En réponse à ces demandes, le ministre a affirmé que le traitement de certains dossiers complexes nécessite le lancement d’ateliers de travail techniques et spécialisés, réunissant toutes les parties prenantes du secteur, afin de formuler des solutions participatives et pratiques garantissant la pérennité du service et l’amélioration de sa qualité. Dans un contexte connexe, le dossier de la modernisation du parc de transport a occupé une grande part des discussions, où les mécanismes de mise en œuvre de la décision du président de la République, Abdelmadjid Tebboune, concernant l’importation de nouveaux bus pour renforcer le réseau de transport public, ont été abordés.
Retrait des anciens bus
Dans le même contexte, le ministre a donné des instructions strictes pour organiser des réunions urgentes avec les représentants des entreprises de transport, consacrées à l’étude des propositions concernant le retrait progressif des bus âgés de plus de 30 ans du service.
Cette mesure fondamentale vise à moderniser le parc de transport national et à élever les normes de sécurité des passagers, ainsi qu’à améliorer la qualité des services offerts aux citoyens et à débarrasser les routes des véhicules qui représentent désormais un danger technique et environnemental, en accord avec la nouvelle orientation de l’État vers la modernisation du secteur.
Numérisation de l’administration
Lors de cette rencontre, Saïd Sayoud a également révélé les grandes lignes d’une feuille de route globale élaborée par son ministère pour restructurer et organiser le secteur des transports de manière moderne.
Cette stratégie comprend un ensemble de mesures pratiques, commençant par la simplification des procédures administratives pour l’octroi des licences d’exploitation, l’ouverture de nouvelles lignes de transport pour couvrir les lacunes dans certaines régions, et allant jusqu’à la réorganisation des plans de circulation régionaux.
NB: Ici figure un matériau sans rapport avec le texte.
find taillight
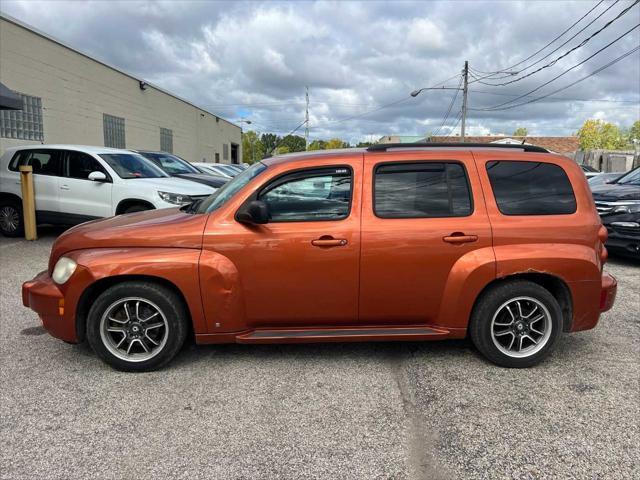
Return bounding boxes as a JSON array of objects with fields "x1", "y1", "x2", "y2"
[{"x1": 598, "y1": 225, "x2": 609, "y2": 265}]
Le ministre n’a pas négligé l’aspect social, insistant sur la nécessité d’améliorer les conditions de travail des acteurs du secteur.
Une nouvelle dynamique dans la gestion du secteur
De plus, le ministre a passé en revue les efforts déployés pour restructurer les directions des transports à travers les différentes wilayas du pays, affirmant que ce processus vise à insuffler du sang neuf dans les rouages de l’administration locale du secteur et à la libérer de la stagnation.
M. Sayoud a indiqué que cette dynamique reflète l’engagement des autorités publiques à adopter un mode de gestion plus dynamique, qui accompagne les nouvelles aspirations de développement et met fin aux obstacles bureaucratiques qui faisaient face aux professionnels et aux citoyens auparavant.